Logjam over financing new Pattullo Bridge finally broken
The new Pattullo Bridge will be built by the provincial government, at a cost of $1.377 billion. Premier John Horgan made that announcement Friday morning in New Westminster. It is set to open in 2023.
Premier John Horgan was in New Westminster Friday morning to
announce the replacement of the Pattullo Bridge.
The province has finally broken the lengthy and frustrating
logjam over financing of a new bridge. It has taken over the project in its
entirety, and will pay the $1.377 billion to build the new bridge and demolish the
old one when the new bridge opens in 2023. Construction is set to begin in the
summer of 2019.
The Pattullo Bridge was originally built by the provincial government
in the days when T.D. Pattullo was premier. It opened in 1937 during his second
term as premier and has borne his name since it opened. It was a major and much-needed public works project in the midst of the Great Depression, at a time when all governments, including the province, had very little money to spare.
When TransLink was set
up under the NDP government of Glen Clark, as part of the wheeling and dealing
to set up a more locally-controlled approach to transportation, the Pattullo became
TransLink’s responsibility.
Even then, in the late 1990s, the bridge was nearing the end
of its lifespan. Expensive seismic upgrading had taken place during the 1980s,
but more was needed and the steel of the bridge itself was showing its age.
TransLink directors talked many times about the need to replace it, and it was
placed on a number of priority lists – but TransLink never found the capital funds
needed to replace it.
TransLink plans, right up to the time of the last provincial
election, called for any replacement bridge to be a toll bridge. Of course,
Horgan campaigned (and won enough seats to form a minority government) on a
promise to get rid of existing tolls, so the TransLink plan was effectively dead
in the water.
The new Mayors’ Council chair Derek Corrigan, mayor of
Burnaby, rightly identified replacement of the bridge as a top priority when he
ousted Vancouver Mayor Gregor Robertson from the post in December.
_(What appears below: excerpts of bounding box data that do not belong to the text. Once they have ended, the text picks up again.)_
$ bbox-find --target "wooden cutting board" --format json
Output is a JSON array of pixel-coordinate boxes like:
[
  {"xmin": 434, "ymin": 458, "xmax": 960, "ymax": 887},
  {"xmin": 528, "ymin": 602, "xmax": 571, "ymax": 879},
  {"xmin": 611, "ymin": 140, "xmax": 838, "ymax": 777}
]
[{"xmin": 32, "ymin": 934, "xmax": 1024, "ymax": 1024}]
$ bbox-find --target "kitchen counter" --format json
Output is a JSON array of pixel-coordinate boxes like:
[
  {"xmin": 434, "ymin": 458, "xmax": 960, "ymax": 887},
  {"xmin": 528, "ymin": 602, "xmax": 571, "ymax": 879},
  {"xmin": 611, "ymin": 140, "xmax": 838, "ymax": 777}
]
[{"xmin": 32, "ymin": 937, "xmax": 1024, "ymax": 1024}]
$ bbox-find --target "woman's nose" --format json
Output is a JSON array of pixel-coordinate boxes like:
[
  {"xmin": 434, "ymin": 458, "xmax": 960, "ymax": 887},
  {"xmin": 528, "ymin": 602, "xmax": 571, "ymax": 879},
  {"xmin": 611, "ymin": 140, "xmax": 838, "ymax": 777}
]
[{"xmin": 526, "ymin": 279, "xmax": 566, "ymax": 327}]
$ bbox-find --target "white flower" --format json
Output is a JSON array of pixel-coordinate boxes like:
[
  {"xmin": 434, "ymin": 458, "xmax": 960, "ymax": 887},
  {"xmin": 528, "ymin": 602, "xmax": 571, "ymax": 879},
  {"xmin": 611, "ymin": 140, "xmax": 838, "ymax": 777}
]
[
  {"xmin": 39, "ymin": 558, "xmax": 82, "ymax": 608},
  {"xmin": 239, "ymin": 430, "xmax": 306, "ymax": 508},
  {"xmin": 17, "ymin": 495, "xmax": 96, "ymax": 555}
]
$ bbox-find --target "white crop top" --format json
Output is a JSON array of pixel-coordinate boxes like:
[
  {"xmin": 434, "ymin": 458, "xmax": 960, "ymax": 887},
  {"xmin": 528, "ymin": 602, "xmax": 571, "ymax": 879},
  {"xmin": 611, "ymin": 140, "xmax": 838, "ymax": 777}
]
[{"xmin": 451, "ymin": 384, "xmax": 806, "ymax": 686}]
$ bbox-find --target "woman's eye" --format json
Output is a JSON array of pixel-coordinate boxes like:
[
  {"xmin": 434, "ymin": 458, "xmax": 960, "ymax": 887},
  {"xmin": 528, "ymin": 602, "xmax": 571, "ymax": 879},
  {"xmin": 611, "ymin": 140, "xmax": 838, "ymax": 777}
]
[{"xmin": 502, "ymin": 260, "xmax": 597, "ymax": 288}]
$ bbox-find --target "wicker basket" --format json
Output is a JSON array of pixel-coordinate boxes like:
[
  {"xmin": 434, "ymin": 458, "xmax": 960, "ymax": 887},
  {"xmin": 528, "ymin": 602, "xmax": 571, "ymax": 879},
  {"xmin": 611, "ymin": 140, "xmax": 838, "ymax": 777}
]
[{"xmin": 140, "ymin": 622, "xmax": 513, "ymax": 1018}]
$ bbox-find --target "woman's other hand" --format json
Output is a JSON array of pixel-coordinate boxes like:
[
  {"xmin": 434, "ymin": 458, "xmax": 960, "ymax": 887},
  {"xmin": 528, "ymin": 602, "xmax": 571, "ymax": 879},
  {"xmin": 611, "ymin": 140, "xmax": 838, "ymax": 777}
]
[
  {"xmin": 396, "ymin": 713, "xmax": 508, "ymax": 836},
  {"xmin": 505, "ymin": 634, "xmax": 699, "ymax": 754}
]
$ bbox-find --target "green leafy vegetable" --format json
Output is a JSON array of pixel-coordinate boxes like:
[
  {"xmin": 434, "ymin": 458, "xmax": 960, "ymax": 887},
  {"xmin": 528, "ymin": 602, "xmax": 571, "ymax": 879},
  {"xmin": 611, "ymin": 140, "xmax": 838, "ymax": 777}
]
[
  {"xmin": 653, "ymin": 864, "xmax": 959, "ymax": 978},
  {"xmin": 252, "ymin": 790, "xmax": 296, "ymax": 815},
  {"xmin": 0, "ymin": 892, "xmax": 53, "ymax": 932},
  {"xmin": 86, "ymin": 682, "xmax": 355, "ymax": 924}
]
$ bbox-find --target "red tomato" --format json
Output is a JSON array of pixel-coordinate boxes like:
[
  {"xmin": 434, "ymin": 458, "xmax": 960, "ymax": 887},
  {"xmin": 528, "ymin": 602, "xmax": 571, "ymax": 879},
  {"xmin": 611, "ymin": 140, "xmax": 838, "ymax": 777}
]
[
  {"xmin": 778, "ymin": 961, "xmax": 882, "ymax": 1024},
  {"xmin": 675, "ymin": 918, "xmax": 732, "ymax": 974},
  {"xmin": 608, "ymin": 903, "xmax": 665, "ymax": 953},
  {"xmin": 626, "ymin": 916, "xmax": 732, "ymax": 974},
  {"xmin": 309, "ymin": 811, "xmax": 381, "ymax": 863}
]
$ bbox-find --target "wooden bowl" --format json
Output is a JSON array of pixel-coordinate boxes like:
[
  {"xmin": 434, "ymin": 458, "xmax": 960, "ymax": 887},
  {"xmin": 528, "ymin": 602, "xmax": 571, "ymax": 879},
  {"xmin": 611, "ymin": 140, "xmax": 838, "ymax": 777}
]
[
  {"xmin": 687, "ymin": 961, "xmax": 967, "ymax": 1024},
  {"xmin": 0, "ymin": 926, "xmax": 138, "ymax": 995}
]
Horgan and
Corrigan are quite friendly, and there may well have been some quiet discussion
in the past few months about how to proceed with the project. The first public clue
that something was in the works came in last week’s throne speech.
The new bridge will be built slightly upstream of the
current bridge, closer to the rail bridge which was the original crossing of
the river. Built in 1904, it once had an upper deck for vehicle traffic (which
was mainly horses and buggies at that time). That was removed when the Pattullo
Bridge opened, but it is still heavily used by rail traffic.
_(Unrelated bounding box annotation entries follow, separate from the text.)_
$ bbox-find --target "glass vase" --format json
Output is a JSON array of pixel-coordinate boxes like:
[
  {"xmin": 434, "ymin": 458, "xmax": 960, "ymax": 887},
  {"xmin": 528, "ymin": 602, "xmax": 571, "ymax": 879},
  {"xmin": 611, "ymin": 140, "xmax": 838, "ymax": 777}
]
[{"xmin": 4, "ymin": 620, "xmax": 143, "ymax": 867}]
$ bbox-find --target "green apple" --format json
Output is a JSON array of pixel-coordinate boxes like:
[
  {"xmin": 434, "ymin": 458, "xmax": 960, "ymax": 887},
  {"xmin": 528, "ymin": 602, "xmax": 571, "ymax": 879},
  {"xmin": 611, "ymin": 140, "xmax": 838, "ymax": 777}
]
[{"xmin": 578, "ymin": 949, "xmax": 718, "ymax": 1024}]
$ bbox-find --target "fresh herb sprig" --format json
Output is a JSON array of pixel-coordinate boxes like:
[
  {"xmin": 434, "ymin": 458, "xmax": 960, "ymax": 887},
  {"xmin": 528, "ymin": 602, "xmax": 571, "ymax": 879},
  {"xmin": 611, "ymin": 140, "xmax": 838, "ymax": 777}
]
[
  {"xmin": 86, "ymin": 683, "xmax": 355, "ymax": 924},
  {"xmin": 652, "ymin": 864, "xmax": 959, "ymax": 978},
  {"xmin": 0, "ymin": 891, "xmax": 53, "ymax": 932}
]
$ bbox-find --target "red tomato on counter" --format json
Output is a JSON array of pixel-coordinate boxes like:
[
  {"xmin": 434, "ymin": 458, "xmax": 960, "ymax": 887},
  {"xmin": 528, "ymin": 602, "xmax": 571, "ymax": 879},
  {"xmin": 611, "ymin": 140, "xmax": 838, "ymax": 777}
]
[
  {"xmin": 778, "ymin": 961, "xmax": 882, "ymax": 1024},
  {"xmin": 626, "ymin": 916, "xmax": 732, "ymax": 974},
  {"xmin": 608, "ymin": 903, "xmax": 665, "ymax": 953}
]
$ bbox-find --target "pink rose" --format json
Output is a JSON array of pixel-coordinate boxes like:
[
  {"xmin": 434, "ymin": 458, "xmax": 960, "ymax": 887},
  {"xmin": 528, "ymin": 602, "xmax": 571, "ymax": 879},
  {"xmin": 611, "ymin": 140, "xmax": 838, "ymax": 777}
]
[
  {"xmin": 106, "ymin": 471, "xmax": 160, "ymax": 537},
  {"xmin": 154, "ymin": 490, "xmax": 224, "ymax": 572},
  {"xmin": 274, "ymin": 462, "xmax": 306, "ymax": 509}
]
It will be four lanes, but can be expanded to six. There
will be cycling and pedestrian lanes on both sides of the bridge, protected from
traffic by concrete barriers. This is very similar to the way cyclists and pedestrians
are able to cross the Burrard Street bridge in Vancouver – something we had the
chance to do for the first time as cyclists on Monday. It is very safe.
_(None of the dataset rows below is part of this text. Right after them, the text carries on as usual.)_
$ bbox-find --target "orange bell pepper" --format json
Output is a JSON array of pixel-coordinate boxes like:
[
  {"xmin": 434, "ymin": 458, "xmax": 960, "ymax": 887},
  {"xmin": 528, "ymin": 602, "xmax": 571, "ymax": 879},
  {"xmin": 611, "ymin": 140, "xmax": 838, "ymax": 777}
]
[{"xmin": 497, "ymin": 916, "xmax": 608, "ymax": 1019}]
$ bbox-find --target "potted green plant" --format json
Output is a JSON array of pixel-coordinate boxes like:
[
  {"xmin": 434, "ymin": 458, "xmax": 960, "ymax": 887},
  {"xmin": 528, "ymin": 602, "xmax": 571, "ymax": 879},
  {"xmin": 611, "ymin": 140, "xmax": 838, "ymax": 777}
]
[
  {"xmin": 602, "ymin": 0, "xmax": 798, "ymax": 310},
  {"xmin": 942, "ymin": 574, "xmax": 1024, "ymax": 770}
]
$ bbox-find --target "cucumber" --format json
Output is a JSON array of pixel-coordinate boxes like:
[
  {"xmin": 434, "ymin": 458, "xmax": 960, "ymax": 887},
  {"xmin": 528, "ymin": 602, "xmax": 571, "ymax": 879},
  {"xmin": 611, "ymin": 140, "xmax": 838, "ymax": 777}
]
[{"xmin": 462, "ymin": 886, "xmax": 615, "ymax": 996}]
It is interesting that no one from Surrey was acknowledged
as attending the premier’s announcement Friday morning. Numerous NDP MLAs and
mayors were welcomed to the announcement, but none of them were from Surrey –
even though the Pattullo is a very important connection to Surrey, and Surrey’s
continued growth is a key reason why the bridge needs to be replaced.
Surrey Board of Trade has already stated this morning that
the bridge should be six lanes wide when it opens, but that idea has been very
unpopular in New Westminster. There are plenty of Surrey drivers plugging New Westminster
streets every workday, as they attempt to get to and from the Port Mann,
Pattullo and Alex Fraser bridges. New Westminster is rapidly becoming more high-density residential
and is attempting to encourage its residents to use transit and bicycles more
often, and vehicles less often.
Delta Mayor Lois Jackson feels the announcement of the new
Pattullo effectively means there will be no replacement of the Massey Tunnel.
Horgan was asked about that Friday, and said the tunnel replacement project planned
by the former BC Liberal government is under review. Time will tell what will
happen at that very important, and equally outdated, Fraser River crossing.